He attended Harvard University with the hope and expectation of discovering a more intellectual and less conservative dimension of Catholicism but was disappointed. In his second year at Harvard, he entered psychoanalysis with a priest. He became obsessed with motion pictures and neglected his academic studies. Although he had been a prodigious writer in high school, he wrote almost nothing in college until his senior year, when he wrote (as a form of therapy for his feeling of religious guilt) a musical-comedy version of the life of Christ called The Greatest Musical Ever Sung, which included such irreverent show-tune lampoons as “The Dove That Done Me Wrong” and “Everything’s Coming up Moses.” The play stirred up a local religious controversy but was well received by audiences, encouraging the young playwright to write more.
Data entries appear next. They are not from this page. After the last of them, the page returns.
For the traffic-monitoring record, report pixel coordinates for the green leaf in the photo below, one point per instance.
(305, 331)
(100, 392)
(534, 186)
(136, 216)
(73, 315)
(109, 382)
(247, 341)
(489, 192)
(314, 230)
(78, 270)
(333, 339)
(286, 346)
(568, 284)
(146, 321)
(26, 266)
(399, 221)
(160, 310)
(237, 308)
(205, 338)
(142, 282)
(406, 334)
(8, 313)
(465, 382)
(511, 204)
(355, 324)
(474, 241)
His next effort, the ambitiously titled The Nature and Purpose of the Universe, was eventually produced in New York and, following Durang’s graduation from Harvard in 1971, was submitted as part of his application to the Yale School of Drama.

At Yale, Durang met and worked with a number of actors and playwrights who were, along with him, to make their marks in the American theater. Among his classmates were Albert Innaurato (with whom Durang collaborated on several plays), Meryl Streep (who appeared in a Durang play in college), Wendy Wasserstein (with whom Durang wrote When Dinah Shore Ruled the Earth), and Sigourney Weaver (who appeared in several Durang plays in New York and with whom he wrote Das Lusitania Songspiel). His chief supporter at Yale and later in New York was Robert Brustein, who was dean of the drama school while Durang was enrolled there and artistic director of the Yale Repertory Theater. Durang received his M.F.A. in 1974 but remained in New Haven for an extra year, performing and writing at Yale, teaching drama at the Southern Connecticut College in New Haven, and working as a typist at the medical school.
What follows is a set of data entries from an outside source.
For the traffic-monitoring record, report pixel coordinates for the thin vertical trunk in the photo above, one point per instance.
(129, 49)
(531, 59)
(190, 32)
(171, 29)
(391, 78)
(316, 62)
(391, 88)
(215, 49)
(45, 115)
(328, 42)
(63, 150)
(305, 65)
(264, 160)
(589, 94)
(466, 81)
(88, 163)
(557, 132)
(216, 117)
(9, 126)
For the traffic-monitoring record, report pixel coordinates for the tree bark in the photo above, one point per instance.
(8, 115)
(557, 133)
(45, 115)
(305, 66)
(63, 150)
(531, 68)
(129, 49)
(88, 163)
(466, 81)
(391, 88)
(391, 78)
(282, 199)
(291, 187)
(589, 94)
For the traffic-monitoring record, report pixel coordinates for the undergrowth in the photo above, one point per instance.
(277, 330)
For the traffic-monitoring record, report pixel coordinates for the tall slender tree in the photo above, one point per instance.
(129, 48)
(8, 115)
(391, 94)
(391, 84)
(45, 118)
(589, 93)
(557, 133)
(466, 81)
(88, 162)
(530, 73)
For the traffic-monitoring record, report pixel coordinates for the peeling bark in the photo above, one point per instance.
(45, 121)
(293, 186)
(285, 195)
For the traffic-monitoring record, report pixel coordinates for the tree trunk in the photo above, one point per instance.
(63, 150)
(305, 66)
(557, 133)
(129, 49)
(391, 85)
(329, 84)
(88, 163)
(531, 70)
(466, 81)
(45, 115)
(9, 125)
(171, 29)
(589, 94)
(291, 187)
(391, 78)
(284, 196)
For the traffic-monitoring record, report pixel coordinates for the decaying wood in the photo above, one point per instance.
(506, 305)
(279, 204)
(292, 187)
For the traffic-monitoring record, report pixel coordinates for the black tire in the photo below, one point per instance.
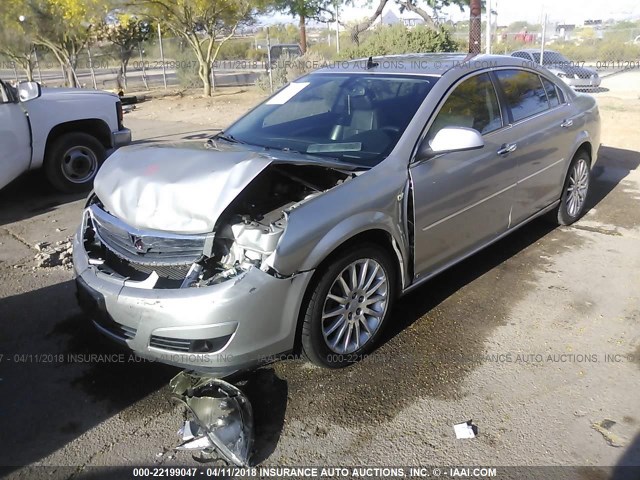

Durang moved to New York in 1975. Titanic, which he wrote for a class at Yale, and The Nature and Purpose of the Universe were produced in Off-Broadway theaters. In 1976, his musical play A History of the American Film was produced in Waterford, Connecticut, as part of the Eugene O’Neill Playwrights Conference, and in 1977 it was produced simultaneously on both coasts at the Hartford Stage Company in Connecticut, the Mark Taper Forum in Los Angeles, California, and the Arena Stage in Washington, D.C. In 1978, the play opened on Broadway at the American National Theatre. The play’s subsequent failure on Broadway...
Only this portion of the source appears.